The University of Vienna (German: Universität Wien) was founded in 1365 by Rudolph IV and hence named Alma mater Rudolphina. It is the second oldest German speaking university. The University of Prague was founded in 1348, the university of Heidelberg in 1386. To distinguish it from other Viennese universities it is also very often called Hauptuni ("main university"). With 63,000 students, it is the largest university in the German speaking world.
Nobel-prize winners who taught at the University of Vienna include Robert Bárány, Julius Wagner-Jauregg, Hans Fischer, Karl Landsteiner, Erwin Schrödinger, Victor Franz Hess, Otto Loewi, Konrad Lorenz and Friedrich Hayek.
The University of Vienna was the cradle of the Austrian School of economics. The founders of this school who studied here included Carl Menger, Eugen von Böhm-Bawerk, Friedrich von Wieser, Joseph Schumpeter, Ludwig von Mises and Friedrich Hayek.
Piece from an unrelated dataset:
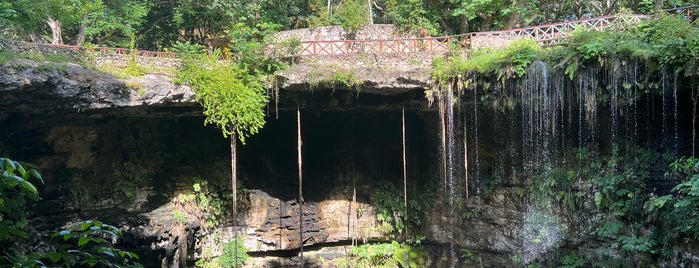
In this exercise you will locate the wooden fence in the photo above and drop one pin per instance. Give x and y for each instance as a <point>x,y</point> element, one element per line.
<point>548,34</point>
Organizational Structure: History and Present Developments
The University of Vienna (as all universities and academies in Austria) featured an innovative system of democratic representation. Power inside the university was shared equally among the three pressure groups: students (the largest), junior faculty and full professors. All groups had the right to send representatives to boards that then took votes on almost all issues. While guaranteeing that all groups had equal chances to bring up changes in the university, some argue that it led to corruption, especially in the nomination of people into prestigious positions.
The present government of Wolfgang Schüssel enacted a reform of the university system in Austria, leading to a concentration of power with the full professors, the introduction of a board of governors (with a government majority in electing it) and tuition fees (currently €387/semester). Another element of these harshly criticised reforms was the creation of separate medical universities out of the Austrian medical schools, one of them being the Medical University of Vienna -- in the traditional sense, the University of Vienna is therefore not any longer a full university.